In the early 1980s, Krauss published three papers on what he calls the “remarkable heterogeneity of LDL,” all of which, he says, were met with indifference mixed with occasional hostility. Acceptance of Krauss’s research was also constrained by the fact that Gofman’s ultracentrifuge had been necessary to differentiate these LDL subclasses, which meant that this, too, was not the kind of measurement that could be ordered up easily by physicians. In his later publications, Krauss described a simpler, inexpensive measurement technique, but the research was still perceived as an esoteric endeavor.
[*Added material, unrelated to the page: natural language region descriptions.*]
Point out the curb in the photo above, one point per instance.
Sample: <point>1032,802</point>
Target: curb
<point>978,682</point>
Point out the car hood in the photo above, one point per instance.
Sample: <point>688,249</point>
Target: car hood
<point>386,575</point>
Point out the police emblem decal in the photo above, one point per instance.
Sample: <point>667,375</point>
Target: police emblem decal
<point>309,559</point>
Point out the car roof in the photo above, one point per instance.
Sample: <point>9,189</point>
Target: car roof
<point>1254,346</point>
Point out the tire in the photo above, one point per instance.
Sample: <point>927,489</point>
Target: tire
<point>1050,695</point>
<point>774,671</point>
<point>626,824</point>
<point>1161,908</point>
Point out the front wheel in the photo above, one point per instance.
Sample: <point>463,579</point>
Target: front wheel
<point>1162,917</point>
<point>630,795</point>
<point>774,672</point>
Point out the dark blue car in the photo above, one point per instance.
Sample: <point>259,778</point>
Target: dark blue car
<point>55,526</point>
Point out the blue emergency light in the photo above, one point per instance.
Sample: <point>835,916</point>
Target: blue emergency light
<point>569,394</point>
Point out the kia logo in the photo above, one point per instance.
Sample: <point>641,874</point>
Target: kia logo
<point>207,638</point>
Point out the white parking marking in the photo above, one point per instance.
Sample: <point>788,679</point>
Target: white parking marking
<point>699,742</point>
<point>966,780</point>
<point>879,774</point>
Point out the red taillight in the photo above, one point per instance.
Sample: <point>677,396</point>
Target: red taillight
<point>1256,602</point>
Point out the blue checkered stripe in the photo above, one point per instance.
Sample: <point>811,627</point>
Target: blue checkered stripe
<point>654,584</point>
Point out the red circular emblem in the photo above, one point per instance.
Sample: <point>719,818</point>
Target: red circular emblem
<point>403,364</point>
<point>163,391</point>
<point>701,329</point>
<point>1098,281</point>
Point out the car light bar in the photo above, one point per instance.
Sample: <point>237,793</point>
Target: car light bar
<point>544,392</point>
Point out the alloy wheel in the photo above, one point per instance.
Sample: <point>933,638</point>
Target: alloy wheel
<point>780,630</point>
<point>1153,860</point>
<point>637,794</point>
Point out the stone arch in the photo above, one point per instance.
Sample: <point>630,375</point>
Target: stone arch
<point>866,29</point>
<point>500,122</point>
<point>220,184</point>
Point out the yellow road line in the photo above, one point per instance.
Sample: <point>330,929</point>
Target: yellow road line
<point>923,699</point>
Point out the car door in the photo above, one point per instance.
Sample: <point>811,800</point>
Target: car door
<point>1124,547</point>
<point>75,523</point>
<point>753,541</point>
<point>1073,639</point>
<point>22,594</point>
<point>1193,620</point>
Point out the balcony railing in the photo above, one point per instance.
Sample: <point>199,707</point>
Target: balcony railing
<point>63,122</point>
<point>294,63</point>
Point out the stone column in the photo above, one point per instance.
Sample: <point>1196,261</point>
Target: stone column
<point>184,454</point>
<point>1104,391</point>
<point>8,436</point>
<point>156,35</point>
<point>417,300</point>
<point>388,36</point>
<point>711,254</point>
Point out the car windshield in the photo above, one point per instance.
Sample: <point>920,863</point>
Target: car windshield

To understand the implications of this association between small, dense LDL and heart disease, it helps to picture the configuration of the low-density lipoprotein itself. Imagine it as a balloon. It has a single protein—known as apo B, for short—that serves as the structural foundation of the balloon and holds it together. It has an outer membrane that is composed of cholesterol and fats of yet another type, called phospholipids. And then, inside the balloon, inflating it, are triglycerides and more cholesterol. The size of the LDL balloon itself can vary, depending on the amount of triglycerides and cholesterol it contains. Thus, as Krauss reported, some people have mostly large, fluffy LDL, with a lot of cholesterol and triglycerides inflating the balloon, and some people have mostly smaller, denser LDL particles, with less cholesterol and triglycerides.

In the 1970s, investigators had developed yet another way to quantify the concentration of these circulating lipoproteins, in this case by counting only the number of apo B proteins that provide the structural foundation to the LDL balloon. Because there’s only one protein per LDL particle, and because VLDL is also composed of identical apo B proteins, this technique measured the number of LDL and VLDL particles in a blood sample, rather than the cholesterol or triglycerides they contained. As it turned out, the number of apo B proteins, and so the total number of LDL and VLDL particles combined, is also abnormally elevated in heart-disease patients. This was first reported in 1980 by Peter Kwiterovich, a lipid-metabolism specialist from Johns Hopkins, together with Allan Sniderman, a cardiologist from McGill University. Kwiterovich and Sniderman then collaborated with Krauss on the last of his three papers on the heterogeneity of LDL. In 1983, they reported that the disproportionate elevation in the apo B protein in heart-disease patients was due to a disproportionate elevation in the amount of the smallest and densest of the low-density lipoproteins.